Doing a byte copy is wasteful compared to a word copy, so we implemented
the following change. Note that it tests for byte boundaries all the same,
since just 'cuz we never saw it happen doesn't mean somebody might not
copy odd bytes or odd addresses (although we doubt it). Anyway, bcopy
gets called an AWFUL lot, so this should speed things up a bit for you
overloaded folks. (We are running BSD something-or-other).
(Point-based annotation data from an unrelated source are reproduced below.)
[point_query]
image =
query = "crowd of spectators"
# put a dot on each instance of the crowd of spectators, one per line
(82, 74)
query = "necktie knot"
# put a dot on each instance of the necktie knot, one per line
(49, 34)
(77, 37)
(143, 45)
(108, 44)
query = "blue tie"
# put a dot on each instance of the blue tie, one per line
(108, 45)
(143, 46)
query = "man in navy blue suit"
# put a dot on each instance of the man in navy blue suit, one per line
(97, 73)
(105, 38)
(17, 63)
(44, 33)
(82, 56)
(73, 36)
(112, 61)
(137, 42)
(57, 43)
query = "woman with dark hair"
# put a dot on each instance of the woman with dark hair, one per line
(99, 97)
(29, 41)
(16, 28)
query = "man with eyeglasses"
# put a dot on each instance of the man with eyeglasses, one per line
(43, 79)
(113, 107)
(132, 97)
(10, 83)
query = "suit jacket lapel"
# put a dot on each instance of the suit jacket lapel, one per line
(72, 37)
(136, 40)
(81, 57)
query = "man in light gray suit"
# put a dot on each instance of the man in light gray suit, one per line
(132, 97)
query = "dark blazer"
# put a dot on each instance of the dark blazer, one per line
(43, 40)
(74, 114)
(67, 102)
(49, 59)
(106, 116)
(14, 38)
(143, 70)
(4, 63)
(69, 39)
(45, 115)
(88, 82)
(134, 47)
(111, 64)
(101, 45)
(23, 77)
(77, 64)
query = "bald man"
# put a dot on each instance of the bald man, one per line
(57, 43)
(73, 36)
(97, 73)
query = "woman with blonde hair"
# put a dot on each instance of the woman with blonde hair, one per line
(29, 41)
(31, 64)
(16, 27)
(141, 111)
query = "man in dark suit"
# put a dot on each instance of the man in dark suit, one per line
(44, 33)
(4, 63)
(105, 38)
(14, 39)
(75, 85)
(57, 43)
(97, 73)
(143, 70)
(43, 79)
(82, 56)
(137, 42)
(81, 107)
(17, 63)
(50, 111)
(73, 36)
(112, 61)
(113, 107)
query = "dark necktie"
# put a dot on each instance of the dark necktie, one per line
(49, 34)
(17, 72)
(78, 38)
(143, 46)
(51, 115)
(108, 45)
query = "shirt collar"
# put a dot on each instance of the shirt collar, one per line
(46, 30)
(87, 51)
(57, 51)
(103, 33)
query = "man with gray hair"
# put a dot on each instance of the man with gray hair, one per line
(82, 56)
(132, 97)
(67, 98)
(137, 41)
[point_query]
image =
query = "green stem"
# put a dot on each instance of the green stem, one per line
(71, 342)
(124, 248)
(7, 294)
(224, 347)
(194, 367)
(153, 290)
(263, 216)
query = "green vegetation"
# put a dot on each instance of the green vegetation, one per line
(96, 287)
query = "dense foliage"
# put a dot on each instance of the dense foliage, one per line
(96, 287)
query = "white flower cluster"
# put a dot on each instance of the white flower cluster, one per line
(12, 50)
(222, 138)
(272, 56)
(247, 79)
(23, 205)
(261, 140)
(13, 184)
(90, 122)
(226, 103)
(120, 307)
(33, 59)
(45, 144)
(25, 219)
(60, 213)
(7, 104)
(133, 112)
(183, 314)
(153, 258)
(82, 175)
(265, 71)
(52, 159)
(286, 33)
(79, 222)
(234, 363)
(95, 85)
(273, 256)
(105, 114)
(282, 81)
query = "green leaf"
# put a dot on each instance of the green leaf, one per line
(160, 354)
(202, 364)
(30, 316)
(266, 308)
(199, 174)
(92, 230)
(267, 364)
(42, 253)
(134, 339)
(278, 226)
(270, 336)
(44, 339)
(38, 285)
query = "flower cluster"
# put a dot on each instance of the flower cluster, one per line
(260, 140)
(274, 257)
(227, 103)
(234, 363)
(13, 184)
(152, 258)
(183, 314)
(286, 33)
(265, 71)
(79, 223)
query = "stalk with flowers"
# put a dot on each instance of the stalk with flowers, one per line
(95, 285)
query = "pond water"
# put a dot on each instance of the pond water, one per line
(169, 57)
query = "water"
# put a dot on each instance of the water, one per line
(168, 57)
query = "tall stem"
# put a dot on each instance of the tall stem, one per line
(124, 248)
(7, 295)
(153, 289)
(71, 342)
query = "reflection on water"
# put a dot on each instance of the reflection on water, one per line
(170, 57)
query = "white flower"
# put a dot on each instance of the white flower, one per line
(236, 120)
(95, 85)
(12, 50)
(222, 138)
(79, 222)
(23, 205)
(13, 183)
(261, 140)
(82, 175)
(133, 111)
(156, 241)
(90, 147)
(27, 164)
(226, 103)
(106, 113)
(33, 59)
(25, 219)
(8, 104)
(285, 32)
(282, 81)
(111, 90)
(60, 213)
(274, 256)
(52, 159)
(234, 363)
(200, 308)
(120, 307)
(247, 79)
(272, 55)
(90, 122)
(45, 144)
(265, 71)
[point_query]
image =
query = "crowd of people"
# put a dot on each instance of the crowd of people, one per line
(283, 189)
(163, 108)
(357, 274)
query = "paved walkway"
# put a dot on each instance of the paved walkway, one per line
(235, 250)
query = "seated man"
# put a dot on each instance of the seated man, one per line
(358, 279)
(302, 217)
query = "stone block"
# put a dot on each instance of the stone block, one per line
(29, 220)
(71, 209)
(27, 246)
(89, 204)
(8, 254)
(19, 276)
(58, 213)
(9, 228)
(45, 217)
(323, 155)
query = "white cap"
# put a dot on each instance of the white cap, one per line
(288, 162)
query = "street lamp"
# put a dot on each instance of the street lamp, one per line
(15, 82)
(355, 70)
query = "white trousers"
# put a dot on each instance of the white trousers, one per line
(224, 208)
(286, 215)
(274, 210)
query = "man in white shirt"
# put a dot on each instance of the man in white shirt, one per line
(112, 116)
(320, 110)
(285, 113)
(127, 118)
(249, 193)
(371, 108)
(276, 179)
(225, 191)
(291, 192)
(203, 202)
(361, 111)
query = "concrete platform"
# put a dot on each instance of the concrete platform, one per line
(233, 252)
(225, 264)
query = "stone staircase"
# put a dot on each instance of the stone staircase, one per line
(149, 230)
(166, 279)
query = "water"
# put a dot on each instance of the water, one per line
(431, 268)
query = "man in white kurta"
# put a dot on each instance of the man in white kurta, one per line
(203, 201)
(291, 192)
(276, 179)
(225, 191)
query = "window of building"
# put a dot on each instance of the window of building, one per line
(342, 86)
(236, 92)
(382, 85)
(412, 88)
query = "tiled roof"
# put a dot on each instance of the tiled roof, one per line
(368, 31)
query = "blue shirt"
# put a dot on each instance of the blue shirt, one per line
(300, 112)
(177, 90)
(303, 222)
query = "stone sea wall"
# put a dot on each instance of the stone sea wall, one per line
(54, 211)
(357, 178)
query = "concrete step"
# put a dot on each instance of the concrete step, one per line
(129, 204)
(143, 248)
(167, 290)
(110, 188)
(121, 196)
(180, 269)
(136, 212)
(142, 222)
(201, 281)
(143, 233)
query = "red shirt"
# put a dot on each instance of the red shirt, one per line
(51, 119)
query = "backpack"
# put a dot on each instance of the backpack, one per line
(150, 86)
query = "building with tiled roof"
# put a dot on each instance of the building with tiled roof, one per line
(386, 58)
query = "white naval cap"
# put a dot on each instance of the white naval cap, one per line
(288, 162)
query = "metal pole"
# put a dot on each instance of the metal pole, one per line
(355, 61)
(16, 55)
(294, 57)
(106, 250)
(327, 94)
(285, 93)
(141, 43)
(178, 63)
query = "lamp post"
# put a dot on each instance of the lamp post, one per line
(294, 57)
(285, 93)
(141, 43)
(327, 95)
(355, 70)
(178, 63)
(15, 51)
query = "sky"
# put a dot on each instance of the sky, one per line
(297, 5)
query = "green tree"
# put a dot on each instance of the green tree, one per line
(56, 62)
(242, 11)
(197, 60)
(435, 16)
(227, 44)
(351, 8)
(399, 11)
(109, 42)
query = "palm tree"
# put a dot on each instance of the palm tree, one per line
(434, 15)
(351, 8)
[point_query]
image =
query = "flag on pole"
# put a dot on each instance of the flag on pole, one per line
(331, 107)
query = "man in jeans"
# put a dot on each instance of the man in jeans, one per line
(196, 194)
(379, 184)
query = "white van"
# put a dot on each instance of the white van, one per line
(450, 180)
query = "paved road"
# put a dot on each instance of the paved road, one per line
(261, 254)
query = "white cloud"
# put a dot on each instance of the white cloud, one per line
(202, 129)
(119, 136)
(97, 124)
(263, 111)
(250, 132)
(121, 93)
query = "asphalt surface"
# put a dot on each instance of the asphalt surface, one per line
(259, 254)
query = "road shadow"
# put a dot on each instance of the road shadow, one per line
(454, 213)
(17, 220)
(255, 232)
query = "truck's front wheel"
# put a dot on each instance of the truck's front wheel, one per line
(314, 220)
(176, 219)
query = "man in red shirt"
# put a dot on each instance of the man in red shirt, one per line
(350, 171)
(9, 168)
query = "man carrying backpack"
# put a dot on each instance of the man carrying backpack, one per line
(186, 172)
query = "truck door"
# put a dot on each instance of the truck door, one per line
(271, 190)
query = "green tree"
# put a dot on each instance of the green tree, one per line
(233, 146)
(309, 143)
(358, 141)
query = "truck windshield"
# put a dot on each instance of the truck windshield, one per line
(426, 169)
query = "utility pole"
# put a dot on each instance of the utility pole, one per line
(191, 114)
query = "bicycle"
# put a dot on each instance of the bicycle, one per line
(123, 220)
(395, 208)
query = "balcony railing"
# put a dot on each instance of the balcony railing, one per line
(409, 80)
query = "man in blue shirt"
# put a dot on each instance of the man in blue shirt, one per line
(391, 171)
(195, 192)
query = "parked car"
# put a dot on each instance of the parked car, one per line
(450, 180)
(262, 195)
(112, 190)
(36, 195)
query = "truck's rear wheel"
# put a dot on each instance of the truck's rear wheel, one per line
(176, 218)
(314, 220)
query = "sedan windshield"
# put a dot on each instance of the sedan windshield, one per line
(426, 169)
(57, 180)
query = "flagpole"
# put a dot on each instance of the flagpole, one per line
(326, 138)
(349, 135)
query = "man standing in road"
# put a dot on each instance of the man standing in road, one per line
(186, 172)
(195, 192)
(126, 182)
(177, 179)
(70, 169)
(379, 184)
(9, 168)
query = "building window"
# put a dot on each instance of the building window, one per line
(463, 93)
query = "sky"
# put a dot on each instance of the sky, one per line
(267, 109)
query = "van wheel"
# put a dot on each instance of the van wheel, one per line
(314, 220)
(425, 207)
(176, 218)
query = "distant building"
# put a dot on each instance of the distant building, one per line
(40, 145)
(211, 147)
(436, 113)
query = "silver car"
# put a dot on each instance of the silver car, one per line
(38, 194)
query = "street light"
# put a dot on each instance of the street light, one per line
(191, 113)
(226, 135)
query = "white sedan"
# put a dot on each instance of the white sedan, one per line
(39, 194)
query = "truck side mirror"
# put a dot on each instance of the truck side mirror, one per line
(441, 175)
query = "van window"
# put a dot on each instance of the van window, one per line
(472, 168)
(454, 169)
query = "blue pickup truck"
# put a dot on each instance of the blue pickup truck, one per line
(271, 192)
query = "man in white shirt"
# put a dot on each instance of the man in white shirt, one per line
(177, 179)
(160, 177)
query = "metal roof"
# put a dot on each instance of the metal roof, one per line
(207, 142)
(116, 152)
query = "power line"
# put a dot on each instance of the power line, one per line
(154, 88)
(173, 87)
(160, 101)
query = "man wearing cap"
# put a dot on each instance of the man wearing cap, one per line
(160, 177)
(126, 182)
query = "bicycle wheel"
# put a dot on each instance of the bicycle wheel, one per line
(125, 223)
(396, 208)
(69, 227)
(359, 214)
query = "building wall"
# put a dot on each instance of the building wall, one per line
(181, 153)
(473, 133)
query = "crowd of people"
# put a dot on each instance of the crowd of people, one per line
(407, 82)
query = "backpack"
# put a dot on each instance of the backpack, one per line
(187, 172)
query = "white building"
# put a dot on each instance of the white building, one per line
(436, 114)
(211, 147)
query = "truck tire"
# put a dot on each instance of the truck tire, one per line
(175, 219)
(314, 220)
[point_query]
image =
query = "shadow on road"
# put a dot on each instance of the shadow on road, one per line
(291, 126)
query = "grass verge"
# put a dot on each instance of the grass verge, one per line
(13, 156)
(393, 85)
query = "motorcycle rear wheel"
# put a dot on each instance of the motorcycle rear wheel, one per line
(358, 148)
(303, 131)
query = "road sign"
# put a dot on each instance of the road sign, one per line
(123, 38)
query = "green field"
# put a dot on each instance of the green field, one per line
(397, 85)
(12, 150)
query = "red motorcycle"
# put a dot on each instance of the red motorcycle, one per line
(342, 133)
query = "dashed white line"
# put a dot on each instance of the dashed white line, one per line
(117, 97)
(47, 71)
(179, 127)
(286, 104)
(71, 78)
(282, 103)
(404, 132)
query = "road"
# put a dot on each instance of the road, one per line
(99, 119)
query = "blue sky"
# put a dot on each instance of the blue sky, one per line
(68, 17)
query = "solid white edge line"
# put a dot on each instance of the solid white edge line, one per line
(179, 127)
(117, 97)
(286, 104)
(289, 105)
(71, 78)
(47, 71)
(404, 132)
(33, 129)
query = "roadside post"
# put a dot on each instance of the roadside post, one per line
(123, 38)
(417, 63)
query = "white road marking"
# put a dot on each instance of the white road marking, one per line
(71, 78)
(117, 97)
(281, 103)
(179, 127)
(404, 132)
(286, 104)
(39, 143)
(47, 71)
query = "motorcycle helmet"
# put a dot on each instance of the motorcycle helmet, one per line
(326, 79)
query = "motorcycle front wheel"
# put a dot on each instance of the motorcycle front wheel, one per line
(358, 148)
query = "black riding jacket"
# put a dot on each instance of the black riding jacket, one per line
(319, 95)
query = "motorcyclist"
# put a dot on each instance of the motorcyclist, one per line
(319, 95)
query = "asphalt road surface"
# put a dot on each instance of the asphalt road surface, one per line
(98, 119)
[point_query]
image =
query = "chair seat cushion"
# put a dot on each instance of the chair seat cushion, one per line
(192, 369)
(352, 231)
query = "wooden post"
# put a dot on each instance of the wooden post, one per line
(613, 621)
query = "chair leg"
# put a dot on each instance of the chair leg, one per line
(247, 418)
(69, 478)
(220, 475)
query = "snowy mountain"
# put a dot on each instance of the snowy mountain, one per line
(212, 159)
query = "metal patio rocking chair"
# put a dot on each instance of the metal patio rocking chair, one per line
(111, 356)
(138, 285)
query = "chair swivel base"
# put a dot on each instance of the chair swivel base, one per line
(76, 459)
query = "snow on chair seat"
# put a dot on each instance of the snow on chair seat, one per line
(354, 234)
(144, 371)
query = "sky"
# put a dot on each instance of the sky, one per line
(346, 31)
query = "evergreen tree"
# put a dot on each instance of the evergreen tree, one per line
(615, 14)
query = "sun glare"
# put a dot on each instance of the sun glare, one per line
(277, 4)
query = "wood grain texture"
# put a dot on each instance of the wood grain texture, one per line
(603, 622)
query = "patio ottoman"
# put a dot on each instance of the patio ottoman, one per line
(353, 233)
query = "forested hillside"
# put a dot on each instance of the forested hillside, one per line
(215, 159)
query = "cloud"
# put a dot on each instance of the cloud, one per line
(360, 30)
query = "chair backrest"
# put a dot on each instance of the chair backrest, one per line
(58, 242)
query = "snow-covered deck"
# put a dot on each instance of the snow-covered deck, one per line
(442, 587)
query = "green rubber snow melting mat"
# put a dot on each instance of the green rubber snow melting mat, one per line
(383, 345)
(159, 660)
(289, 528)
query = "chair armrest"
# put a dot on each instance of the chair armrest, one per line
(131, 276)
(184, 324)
			-Dan Klein & Tron McConnell

-------------------------------------------------------------------------
/*
 * copy count bytes from from to to.
 */
bcopy(from, to, count)
caddr_t from, to;
register count;
{

#ifdef MI_BCOPY
	if ((count|from|to)&1) {	/* RARE case of odd bytes */
#endif
		register char *f, *t;
		f = from;
		t = to;
		do
			*t++ = *f++;
		while(--count);
#ifdef MI_BCOPY
	} else {
		register int *f, *t;
		f = from;
		t = to;
		count >>= 1;		/* Quick divide by 2 */
		do
			*t++ = *f++;
		while(--count);
	}
#endif
}

dan (07/14/82)

Several years ago (when v7 was just a rumor) I got excited about
cpu time spent in bcopy() and rewrote it in assembler to reduce
loop control overhead by a factor of 8.  Some time after I did
this, I took a good look at how the kernel actually used bcopy()
and decided that I had probably been wasting my time.  If you are
into shaving microseconds, this is one way to do it.  Notice that
the length argument is in words.  More modern systems may use byte
counts here.

This code is for pdp11s.  VAXen should (and do) use the movc3 instruction.

	.globl	_bcopy		/call: bcopy(from,to,wordcount);
	_bcopy:	mov	sp,r0
		mov	r2,-(sp)
		mov	r3,-(sp)
		tst	(r0)+
		mov	(r0)+,r2	/par#1 - from pointer
		mov	(r0)+,r3	/par#2 - to pointer
		mov	*r0,r1		/par#3 - word count
		clr	r0
		div	$8,r0
		inc	r0
		asl	r1
		neg	r1
		jmp	2f(r1)
	1:	mov	(r2)+,(r3)+
		mov	(r2)+,(r3)+
		mov	(r2)+,(r3)+
		mov	(r2)+,(r3)+
		mov	(r2)+,(r3)+
		mov	(r2)+,(r3)+
		mov	(r2)+,(r3)+
		mov	(r2)+,(r3)+
	2:	sob	r0,1b
		mov	(sp)+,r3
		mov	(sp)+,r2
		rts	pc